2 juin 2015 | Auteur Jacques Thomet
Un malaise palpable a gagné les assises de Rennes où le procès de Daniel Legrand fils devient en filigrane celui des enfants violés, aux yeux des connaisseurs du dossier.
Après ses frères Jonathan et Chérif, Dimitri Delay a accusé lundi le fils Daniel Legrand de l’avoir violé à Outreau quand ils étaient mineurs, mais le déroulement des audiences fait la part belle aux adultes acquittés à Paris en appel en 2005 après le premier procès de Saint-Omer en 2004.
5 des 13 accusés acquittés de l’époque ont été invités à témoigner lundi. Ils ont tous entonné le même refrain : je ne connaissais pas le fils Legrand, il ne s’est rien passé chez Thierry et Myriam Delay (deux des quatre condamnés à Outreau), et je n’ai violé personne.
Karine Duchochois a conclu que les enfants avaient menti, et les autres, David Brunet, Thierry Dausque, Sandrine et Franck Lavier l’ont laissé entendre en disqualifiant leurs procès, comme si 12 mineurs n’avaient pas été reconnus comme victimes de sodomies et indemnisés en 2005. D’autres adultes acquittés viendront témoigner les prochains jours, dont l’huissier de justice Alain Marécaux, l’abbé Dominique Wiel et Roselyne Godard « la boulangère ».
L’apogée du malaise ambiant a été atteinte avec le témoignage sans précédent de l’avocat général aux assises de Paris en 2005, Yves Jannier.

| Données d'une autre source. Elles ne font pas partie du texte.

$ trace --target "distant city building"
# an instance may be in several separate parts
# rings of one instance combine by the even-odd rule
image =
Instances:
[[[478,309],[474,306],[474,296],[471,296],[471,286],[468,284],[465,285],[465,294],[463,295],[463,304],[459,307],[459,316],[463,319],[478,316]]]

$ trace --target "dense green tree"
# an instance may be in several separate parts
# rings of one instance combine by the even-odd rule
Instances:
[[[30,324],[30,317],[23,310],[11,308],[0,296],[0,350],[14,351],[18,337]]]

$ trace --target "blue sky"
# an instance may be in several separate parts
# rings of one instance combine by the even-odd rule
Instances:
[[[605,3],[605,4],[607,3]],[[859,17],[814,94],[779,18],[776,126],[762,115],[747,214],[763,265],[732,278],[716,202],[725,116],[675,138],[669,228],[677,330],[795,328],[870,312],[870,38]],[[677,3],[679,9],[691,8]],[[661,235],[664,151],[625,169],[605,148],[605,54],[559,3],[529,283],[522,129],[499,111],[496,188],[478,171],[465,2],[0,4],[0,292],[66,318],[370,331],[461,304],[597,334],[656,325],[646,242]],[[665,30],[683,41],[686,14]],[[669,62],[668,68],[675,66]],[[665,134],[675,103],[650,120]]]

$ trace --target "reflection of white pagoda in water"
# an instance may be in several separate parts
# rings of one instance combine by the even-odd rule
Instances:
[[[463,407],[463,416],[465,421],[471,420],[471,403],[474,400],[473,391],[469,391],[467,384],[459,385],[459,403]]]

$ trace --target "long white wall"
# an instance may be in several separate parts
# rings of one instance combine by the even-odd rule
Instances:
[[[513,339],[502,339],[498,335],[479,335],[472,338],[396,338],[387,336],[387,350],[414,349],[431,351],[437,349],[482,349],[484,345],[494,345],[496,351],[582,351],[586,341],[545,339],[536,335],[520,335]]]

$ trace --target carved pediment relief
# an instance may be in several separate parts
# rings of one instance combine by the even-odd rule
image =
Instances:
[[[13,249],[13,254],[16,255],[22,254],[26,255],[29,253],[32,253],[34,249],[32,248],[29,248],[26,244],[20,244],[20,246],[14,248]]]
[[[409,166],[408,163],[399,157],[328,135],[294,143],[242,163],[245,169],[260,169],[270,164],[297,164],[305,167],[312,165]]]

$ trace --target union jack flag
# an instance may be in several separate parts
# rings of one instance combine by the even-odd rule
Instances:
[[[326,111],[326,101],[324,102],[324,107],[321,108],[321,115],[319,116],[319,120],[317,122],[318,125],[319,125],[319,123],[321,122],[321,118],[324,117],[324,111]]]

Les avocats de la partie civile, Lef Forster et Patrice Reviron, se sont insurgés contre l’invitation faite à ce magistrat, aujourd’hui procureur à Pontoise et avocat général à Versailles, par… le propre avocat général de Rennes, Stéphane Cantero, donc normalement en charge de l’accusation au nom du ministère public.
« N’est-ce pas une irrégularité de procédure que de vous convoquer ? », s’est interrogé Me Forster. Un duel à fleurets mouchetés s’est alors emparé du prétoire. Me Reviron a marqué sa surprise : « jamais je n’ai vu un avocat général d’une affaire jugée venir témoigner devant des assises (où comparaît à nouveau l’un des accusés acquittés) ».
Sans aucune gêne, Yves Jannier a assuré que « ces gens étaient innocents », que le père de Daniel Legrand (l’un des acquittés) « n’avait rien à faire dans cet endroit-là » (les assises), et que pour parvenir à cette conclusion, il s’était livré à un « exercice acrobatique pour demander l’acquittement des accusés. » Personne n’a compris son bricolage de type aérobique.
Quand la partie civile a mis le doigt sur les incohérences de ses déductions argumentées, il s’est contenté de botter en touche, avec des réponses lapidaires : « je n’en sais rien… je n’en dirai pas un mot… je ne me souviens pas » Le sommet de son amnésie à l’heure de justifier sa conclusion sur « l’innocence » des accusés a été atteint à propos d’une phrase prononcée par lui en audience à Paris. L’avocat de la défense Frank Berton l’a alors interpellé à propos « du livre du pseudo journaliste Thomet » et de ma citation d’une intervention de M. Jannier en audience quand il avait demandé à un enfant violé s’il ne l’avait pas été par un extra-terrestre. « Je m’en fiche de Thomet, je n’ai pas lu les livres, je n’ai pas le temps ». (Je rappelle que dans mon livre « Retour à Outreau », je cite Yves Jannier comme auteur de cette phrase, mais avec le mot « Martiens », rapporté par un témoin présent aux assises). Le magistrat a alors assuré « ne pas en avoir le souvenir », mais sans démentir ce que j’ai écrit noir sur blanc.